= Congressional Commission on Science and Technology and Engineering =

The Congressional Commission on Science and Technology and Engineering (COMSTE) was created by a joint resolution of the 13th Congress of the Philippines to create, amend, or repeal laws and propose budgets that will make the Philippines competitive in science and technology.

== Goals of the COMSTE ==
COMSTE will review and assess the state of science, technology, and engineering in the Philippines, and will provide recommendations on harnessing these sectors to make the country more competitive. It will also undertake a thorough review of science education in public and private schools, particularly at the graduate level.

The Commission shall review and assess the formal educational system in both public and private schools at all levels, including graduate education. The Commission shall also review and assess the non-formal educational system. It shall produce a report of its findings and shall formulate short and long term policy and program recommendations to include each of the following areas: (i) Philosophy, goals and objectives of science and technology and engineering, (ii) Sectoral targets; (iii) Governance and management; (iv) Educational / manpower development programs; (v) Financing; (vi) Functional linkages among all departments and sectors concerned with science and technology and engineering R&D; and (vii) Educator's training, benefits and retirement.

The report and the recommendation for both executive policy and legislative action will be drawn from the analysis by the Commission of the Philippine Science and Technology and Engineering research and development system, based on research of existing studies and other secondary sources of data, on extensive consultations with relevant stakeholders from both government and private sectors, and on interviews with key persons in the system.

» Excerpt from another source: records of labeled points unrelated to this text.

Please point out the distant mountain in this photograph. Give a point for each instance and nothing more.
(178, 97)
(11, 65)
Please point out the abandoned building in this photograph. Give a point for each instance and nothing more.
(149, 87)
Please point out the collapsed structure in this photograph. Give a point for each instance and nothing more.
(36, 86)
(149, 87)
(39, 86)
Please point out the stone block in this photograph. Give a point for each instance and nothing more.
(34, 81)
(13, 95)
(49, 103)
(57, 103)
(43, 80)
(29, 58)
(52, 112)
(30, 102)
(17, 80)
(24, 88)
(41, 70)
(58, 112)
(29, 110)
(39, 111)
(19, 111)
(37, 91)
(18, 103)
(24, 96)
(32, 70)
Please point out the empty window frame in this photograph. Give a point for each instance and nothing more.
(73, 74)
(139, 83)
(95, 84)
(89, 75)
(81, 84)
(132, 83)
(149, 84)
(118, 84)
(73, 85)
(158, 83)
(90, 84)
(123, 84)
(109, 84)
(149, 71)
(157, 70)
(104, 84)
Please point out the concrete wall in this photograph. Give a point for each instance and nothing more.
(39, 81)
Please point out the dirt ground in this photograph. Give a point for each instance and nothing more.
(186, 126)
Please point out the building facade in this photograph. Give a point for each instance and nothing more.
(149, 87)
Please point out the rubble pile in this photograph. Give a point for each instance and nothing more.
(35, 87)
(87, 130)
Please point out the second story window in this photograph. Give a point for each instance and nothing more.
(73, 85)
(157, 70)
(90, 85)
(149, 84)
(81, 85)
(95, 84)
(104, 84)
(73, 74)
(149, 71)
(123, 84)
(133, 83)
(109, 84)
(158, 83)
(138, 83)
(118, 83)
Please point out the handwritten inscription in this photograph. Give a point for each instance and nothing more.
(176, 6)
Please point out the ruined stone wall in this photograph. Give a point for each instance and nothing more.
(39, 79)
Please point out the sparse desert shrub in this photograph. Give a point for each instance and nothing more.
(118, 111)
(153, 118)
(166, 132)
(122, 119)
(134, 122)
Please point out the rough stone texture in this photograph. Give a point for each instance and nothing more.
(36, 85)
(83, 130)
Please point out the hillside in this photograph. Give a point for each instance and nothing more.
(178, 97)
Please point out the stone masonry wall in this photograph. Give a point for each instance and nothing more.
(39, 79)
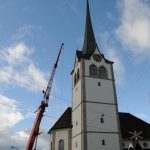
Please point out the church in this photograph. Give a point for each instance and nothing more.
(93, 122)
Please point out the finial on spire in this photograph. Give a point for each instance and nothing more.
(89, 38)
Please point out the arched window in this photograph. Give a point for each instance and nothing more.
(78, 75)
(103, 72)
(93, 70)
(75, 79)
(61, 145)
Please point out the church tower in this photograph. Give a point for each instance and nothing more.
(94, 102)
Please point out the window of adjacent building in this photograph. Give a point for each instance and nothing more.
(93, 70)
(78, 75)
(61, 145)
(103, 142)
(103, 72)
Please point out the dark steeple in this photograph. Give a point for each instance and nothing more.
(89, 39)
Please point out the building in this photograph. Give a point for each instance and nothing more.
(94, 122)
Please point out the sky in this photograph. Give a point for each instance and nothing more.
(31, 33)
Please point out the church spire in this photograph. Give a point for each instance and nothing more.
(89, 38)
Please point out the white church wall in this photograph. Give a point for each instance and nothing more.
(76, 87)
(98, 64)
(76, 142)
(126, 143)
(94, 141)
(103, 93)
(94, 114)
(76, 121)
(76, 95)
(60, 134)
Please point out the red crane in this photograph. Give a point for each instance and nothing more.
(44, 103)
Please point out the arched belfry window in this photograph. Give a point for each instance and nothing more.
(78, 75)
(93, 70)
(61, 145)
(75, 79)
(103, 72)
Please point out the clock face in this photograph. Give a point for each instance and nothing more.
(97, 57)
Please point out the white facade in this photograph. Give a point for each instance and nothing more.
(92, 98)
(61, 134)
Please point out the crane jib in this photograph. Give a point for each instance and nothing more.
(35, 129)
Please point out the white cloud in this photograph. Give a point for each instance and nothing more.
(26, 31)
(9, 113)
(16, 54)
(112, 55)
(118, 66)
(134, 30)
(19, 69)
(10, 116)
(142, 115)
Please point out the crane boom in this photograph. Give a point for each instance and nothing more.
(44, 103)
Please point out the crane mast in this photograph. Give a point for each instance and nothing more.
(44, 103)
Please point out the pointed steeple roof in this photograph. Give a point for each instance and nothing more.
(89, 38)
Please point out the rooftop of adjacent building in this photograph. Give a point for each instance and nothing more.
(128, 122)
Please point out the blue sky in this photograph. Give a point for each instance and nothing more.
(31, 33)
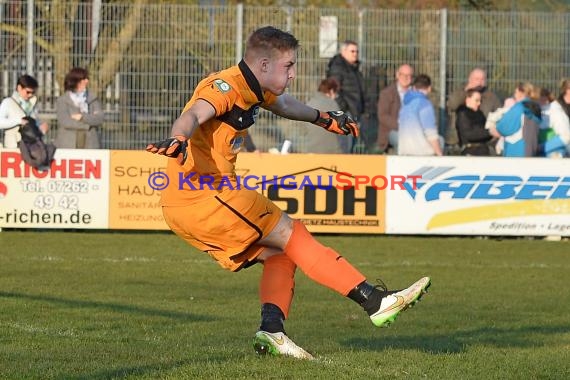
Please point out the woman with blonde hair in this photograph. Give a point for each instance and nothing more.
(521, 123)
(558, 144)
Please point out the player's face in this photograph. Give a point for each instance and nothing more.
(474, 101)
(279, 71)
(25, 92)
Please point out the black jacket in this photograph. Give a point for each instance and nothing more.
(471, 131)
(351, 96)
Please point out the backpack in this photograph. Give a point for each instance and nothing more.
(34, 151)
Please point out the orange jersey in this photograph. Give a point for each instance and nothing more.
(236, 96)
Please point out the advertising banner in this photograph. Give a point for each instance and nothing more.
(480, 196)
(73, 193)
(133, 203)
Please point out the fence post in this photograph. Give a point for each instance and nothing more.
(239, 32)
(30, 39)
(442, 71)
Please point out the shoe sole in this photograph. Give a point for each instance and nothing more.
(390, 319)
(263, 346)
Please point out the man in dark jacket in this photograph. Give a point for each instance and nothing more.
(389, 103)
(489, 102)
(344, 67)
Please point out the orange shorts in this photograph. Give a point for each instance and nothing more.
(226, 226)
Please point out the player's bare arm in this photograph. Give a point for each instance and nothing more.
(333, 121)
(189, 120)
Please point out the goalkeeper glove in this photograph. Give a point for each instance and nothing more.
(337, 122)
(175, 147)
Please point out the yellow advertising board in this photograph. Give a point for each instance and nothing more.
(133, 203)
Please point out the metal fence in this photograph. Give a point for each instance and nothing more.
(145, 59)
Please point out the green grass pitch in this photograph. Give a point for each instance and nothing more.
(102, 305)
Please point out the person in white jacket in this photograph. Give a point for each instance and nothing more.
(14, 108)
(559, 144)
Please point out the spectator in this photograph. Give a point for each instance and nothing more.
(318, 140)
(79, 113)
(389, 103)
(558, 144)
(375, 81)
(13, 109)
(489, 102)
(417, 134)
(473, 137)
(520, 124)
(345, 68)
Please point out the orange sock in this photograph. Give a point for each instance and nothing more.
(320, 263)
(278, 282)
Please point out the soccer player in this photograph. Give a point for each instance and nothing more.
(240, 227)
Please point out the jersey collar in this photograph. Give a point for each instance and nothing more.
(251, 80)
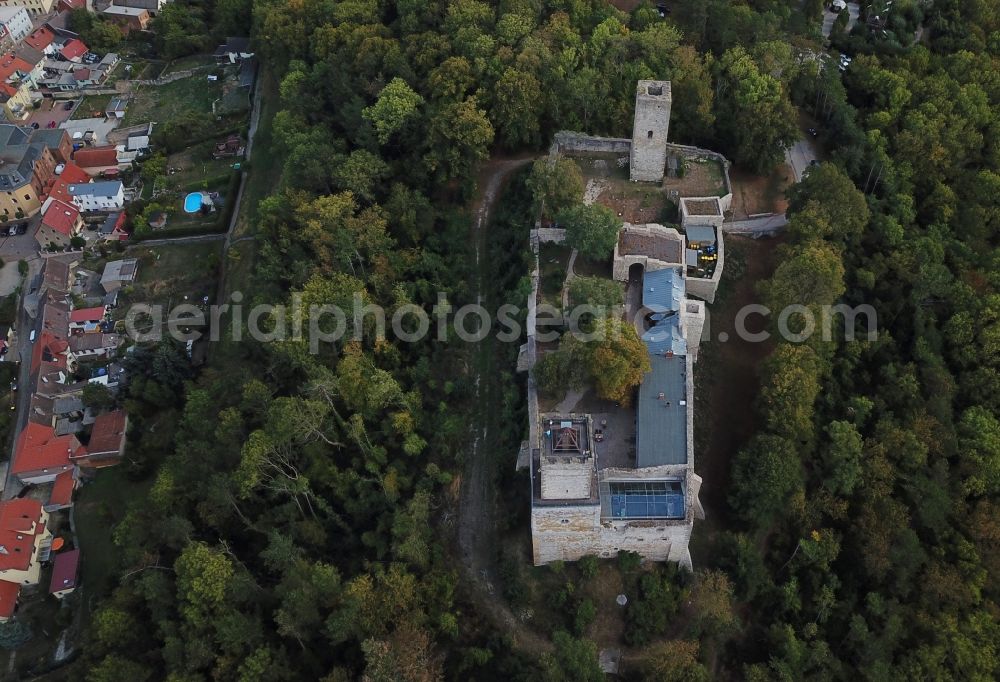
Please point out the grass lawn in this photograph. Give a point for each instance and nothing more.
(163, 102)
(168, 273)
(195, 164)
(552, 260)
(191, 62)
(100, 505)
(90, 105)
(266, 160)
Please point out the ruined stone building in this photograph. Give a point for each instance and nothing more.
(607, 478)
(601, 485)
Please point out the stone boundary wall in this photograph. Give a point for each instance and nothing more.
(555, 235)
(567, 141)
(705, 288)
(689, 152)
(532, 350)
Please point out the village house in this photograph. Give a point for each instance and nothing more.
(61, 494)
(107, 439)
(15, 22)
(86, 320)
(65, 570)
(97, 160)
(234, 50)
(35, 8)
(73, 50)
(113, 227)
(116, 107)
(94, 345)
(119, 273)
(17, 87)
(28, 166)
(25, 543)
(41, 39)
(60, 223)
(40, 455)
(108, 195)
(151, 6)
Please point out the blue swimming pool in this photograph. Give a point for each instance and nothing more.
(193, 202)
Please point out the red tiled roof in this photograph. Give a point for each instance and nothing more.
(8, 598)
(9, 64)
(20, 521)
(96, 157)
(41, 38)
(108, 434)
(64, 571)
(60, 190)
(39, 448)
(73, 174)
(87, 314)
(50, 349)
(73, 49)
(62, 490)
(61, 217)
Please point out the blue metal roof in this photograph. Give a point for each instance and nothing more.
(665, 337)
(646, 500)
(663, 290)
(661, 418)
(107, 188)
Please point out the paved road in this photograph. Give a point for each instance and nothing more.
(181, 240)
(251, 133)
(756, 226)
(477, 500)
(801, 154)
(23, 349)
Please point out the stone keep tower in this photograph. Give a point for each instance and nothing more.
(649, 131)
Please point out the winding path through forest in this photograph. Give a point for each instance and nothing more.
(477, 538)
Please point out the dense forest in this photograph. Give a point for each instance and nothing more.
(300, 520)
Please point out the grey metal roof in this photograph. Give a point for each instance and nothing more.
(700, 233)
(661, 423)
(665, 337)
(663, 290)
(108, 188)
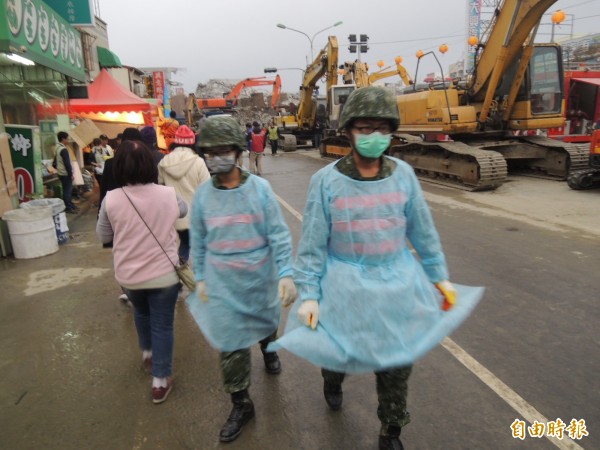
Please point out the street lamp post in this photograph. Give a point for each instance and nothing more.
(310, 39)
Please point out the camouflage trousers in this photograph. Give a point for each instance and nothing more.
(235, 366)
(392, 390)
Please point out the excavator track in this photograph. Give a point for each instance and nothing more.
(454, 164)
(542, 157)
(584, 179)
(588, 178)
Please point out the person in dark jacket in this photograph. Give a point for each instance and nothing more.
(149, 138)
(62, 163)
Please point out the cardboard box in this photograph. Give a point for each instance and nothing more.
(8, 185)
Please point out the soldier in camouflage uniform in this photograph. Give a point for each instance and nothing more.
(241, 251)
(353, 246)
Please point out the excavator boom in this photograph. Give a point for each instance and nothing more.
(475, 132)
(400, 71)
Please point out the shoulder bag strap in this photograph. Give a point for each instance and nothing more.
(153, 235)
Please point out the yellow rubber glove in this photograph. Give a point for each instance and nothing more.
(308, 313)
(201, 290)
(449, 293)
(287, 291)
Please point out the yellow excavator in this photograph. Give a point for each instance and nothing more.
(515, 86)
(299, 128)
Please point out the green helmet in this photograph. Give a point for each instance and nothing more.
(370, 102)
(221, 130)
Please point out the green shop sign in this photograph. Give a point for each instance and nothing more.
(76, 12)
(26, 158)
(35, 31)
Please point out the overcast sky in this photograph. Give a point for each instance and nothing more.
(238, 38)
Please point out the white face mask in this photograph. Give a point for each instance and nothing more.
(218, 164)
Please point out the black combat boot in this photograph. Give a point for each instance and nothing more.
(333, 395)
(241, 413)
(389, 438)
(272, 364)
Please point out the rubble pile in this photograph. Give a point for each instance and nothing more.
(253, 105)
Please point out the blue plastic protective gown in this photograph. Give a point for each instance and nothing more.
(241, 247)
(378, 306)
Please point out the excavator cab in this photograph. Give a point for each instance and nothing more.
(337, 97)
(540, 95)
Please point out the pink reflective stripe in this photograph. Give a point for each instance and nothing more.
(235, 219)
(370, 201)
(368, 224)
(240, 264)
(240, 244)
(369, 248)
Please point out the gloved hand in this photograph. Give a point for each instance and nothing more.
(287, 291)
(308, 313)
(201, 290)
(449, 293)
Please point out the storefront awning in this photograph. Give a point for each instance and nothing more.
(106, 58)
(595, 81)
(107, 95)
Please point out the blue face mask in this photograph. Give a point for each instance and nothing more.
(372, 145)
(218, 164)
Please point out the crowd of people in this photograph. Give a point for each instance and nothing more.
(366, 302)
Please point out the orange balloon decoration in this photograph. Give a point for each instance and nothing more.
(558, 17)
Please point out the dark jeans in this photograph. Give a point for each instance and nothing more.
(184, 244)
(274, 145)
(392, 390)
(67, 185)
(317, 140)
(154, 316)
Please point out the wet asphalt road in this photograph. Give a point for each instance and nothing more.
(72, 377)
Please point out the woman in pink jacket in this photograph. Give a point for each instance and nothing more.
(139, 218)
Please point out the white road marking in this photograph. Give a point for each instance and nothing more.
(514, 400)
(51, 279)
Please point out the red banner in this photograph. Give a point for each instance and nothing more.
(158, 80)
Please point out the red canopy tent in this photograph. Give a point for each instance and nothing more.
(107, 95)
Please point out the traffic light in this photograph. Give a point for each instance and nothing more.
(360, 46)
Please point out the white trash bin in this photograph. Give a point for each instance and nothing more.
(58, 215)
(32, 232)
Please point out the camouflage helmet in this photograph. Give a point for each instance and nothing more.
(370, 102)
(219, 131)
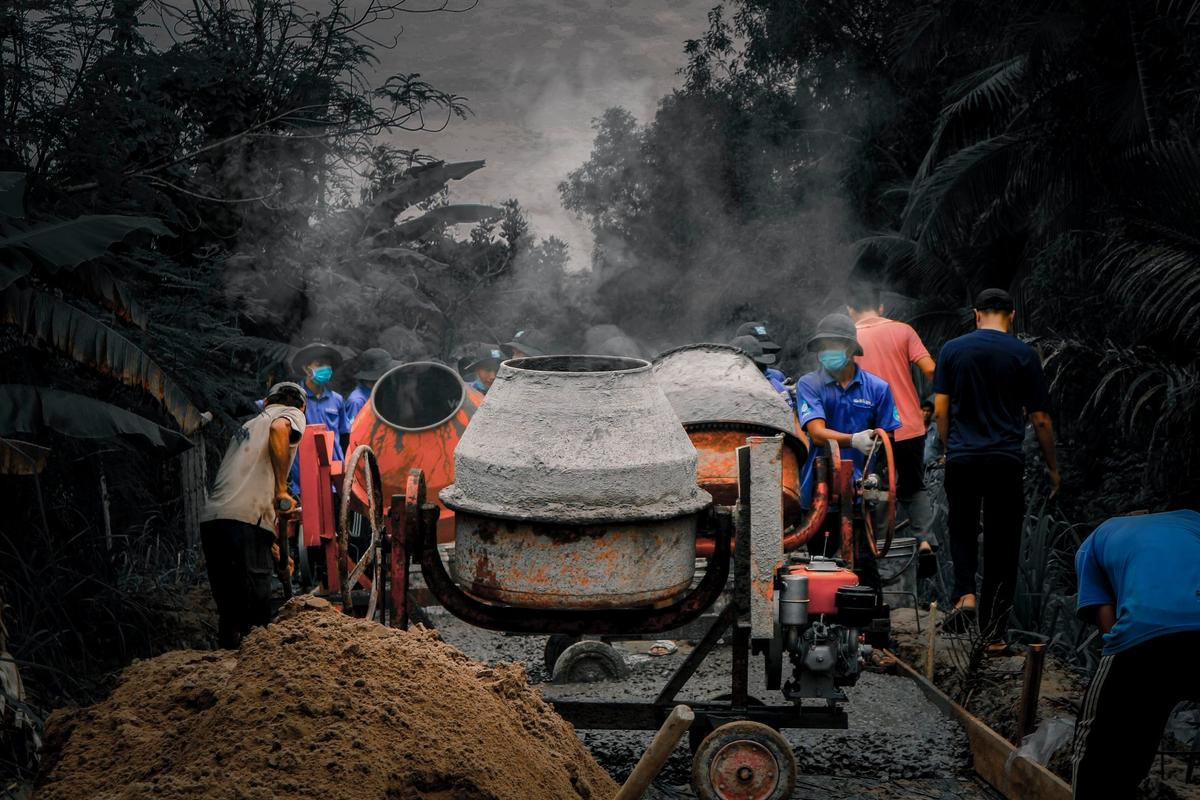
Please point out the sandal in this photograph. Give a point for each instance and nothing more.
(927, 565)
(999, 650)
(960, 620)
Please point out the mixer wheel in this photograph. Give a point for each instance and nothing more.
(555, 647)
(743, 761)
(589, 662)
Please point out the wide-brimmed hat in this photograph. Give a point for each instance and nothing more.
(528, 341)
(486, 353)
(835, 326)
(994, 300)
(316, 352)
(754, 348)
(373, 362)
(759, 330)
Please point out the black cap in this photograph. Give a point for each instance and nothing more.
(316, 352)
(753, 348)
(994, 300)
(835, 326)
(759, 330)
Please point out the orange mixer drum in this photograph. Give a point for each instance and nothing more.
(417, 414)
(717, 470)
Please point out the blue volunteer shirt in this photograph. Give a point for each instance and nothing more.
(865, 403)
(777, 379)
(355, 401)
(329, 409)
(1147, 567)
(994, 379)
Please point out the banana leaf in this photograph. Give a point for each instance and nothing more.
(445, 215)
(37, 410)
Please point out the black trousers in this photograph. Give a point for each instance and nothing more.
(997, 488)
(1125, 711)
(240, 565)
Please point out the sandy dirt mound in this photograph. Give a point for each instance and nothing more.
(319, 705)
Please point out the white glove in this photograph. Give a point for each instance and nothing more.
(863, 441)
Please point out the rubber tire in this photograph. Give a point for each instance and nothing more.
(589, 662)
(555, 647)
(742, 731)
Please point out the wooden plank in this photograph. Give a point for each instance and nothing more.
(1019, 780)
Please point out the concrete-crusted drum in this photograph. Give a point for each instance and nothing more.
(575, 487)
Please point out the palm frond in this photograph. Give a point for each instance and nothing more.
(90, 342)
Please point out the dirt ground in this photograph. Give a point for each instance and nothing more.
(997, 691)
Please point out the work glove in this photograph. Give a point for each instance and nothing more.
(863, 441)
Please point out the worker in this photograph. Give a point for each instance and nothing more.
(841, 402)
(985, 384)
(527, 342)
(238, 519)
(372, 364)
(935, 453)
(316, 364)
(485, 366)
(1139, 582)
(774, 374)
(892, 349)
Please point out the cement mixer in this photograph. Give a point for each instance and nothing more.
(721, 397)
(415, 416)
(577, 515)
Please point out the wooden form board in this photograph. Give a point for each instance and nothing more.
(1019, 780)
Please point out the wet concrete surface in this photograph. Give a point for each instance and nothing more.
(898, 745)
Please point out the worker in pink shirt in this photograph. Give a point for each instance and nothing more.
(891, 348)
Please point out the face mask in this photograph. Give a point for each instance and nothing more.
(833, 360)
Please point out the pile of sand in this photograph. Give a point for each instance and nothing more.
(319, 705)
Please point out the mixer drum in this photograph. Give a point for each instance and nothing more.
(414, 419)
(575, 488)
(721, 397)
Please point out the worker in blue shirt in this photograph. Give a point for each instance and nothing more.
(371, 366)
(1139, 581)
(316, 364)
(771, 349)
(841, 402)
(485, 366)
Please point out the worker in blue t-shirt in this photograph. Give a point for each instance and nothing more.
(769, 348)
(1139, 581)
(841, 402)
(316, 364)
(987, 383)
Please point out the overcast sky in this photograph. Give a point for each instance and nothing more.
(535, 72)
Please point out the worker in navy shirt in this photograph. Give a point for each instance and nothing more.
(985, 385)
(1139, 581)
(771, 349)
(316, 362)
(841, 402)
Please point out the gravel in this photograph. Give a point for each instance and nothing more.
(898, 745)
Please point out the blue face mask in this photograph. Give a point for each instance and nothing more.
(833, 360)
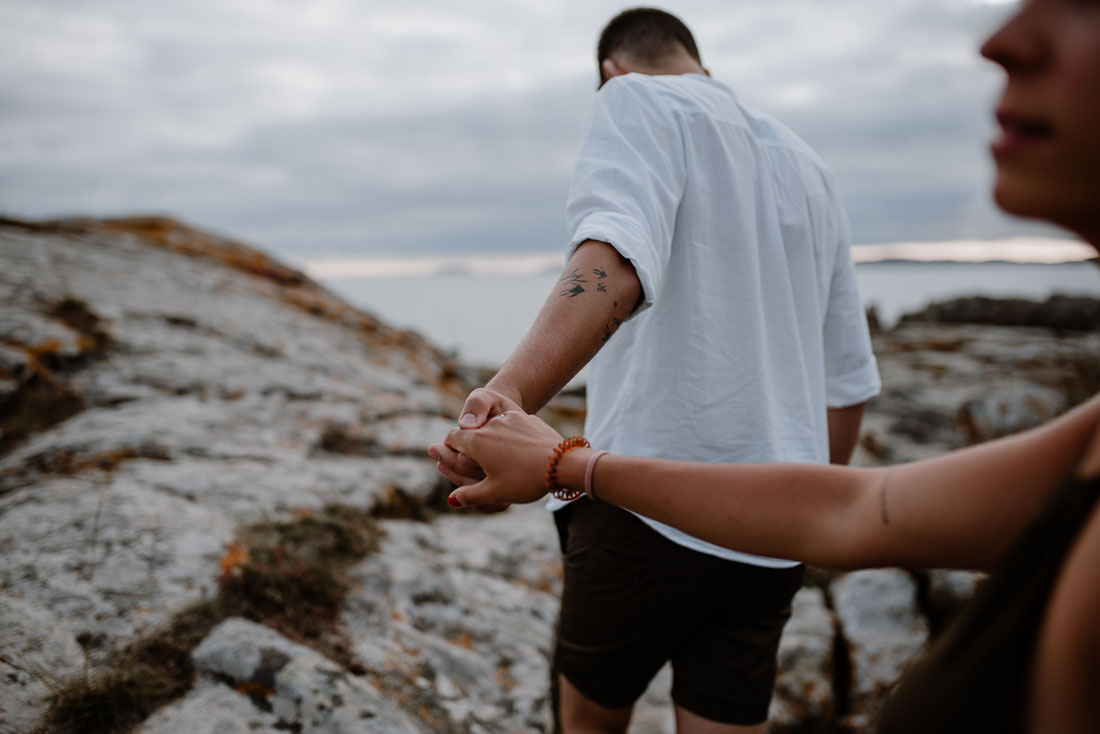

== Leadership of the Commission ==
The COMSTE is currently chaired by Senator Edgardo Angara and co-chaired by Rep. Julio A. Ledesma IV from 1st District of Negros Occidental.

== 6 Panels of the COMSTE==
COMSTE works in six sectors:

- Agriculture and Food
- Electronics and Semiconductors
- Energy and Environment
- Health Sciences
- IT and IT Enabled Industries
- Science, Math, and Engineering Education

=== Agriculture and Food Panel ===
Achieving competitiveness in Agriculture and Food has become imperative in the light of the Philippines development efforts. A significant part of the population is in the rural areas and they largely depend on agriculture, either for sustenance or for income. The agriculture sector is a major source of employment and labor. People who depend on agriculture often experience the worst levels of poverty. Any investment in agriculture and food will have significant and direct effects on economic development and poverty alleviation

=== Electronics and Semiconductors Panel ===
The country has received poor assessments of its public and private institutions (ranked 95th). The panel hopes to make this sector more competitive because it composes majority of its exports. With this goal, the panel is tackling issues such as the (1) declining standard of education, (2) electricity cost, (3) lack of university-industry interaction and, (4) taxes and incentives.

=== Energy and Environment Panel ===
As one of the six COMSTE panels tasked to spearhead the development of global competitiveness in Research and Development and Science and Technology, the Energy and Environment panel is at the forefront of addressing current issues weighing on the country. Focusing on medium and long-term solutions, the panel seeks to achieve a balanced system of providing clean, efficient and sustainable energy (a synthesis between existing fuel technologies and budding green technology) while also safeguarding diminishing natural resources.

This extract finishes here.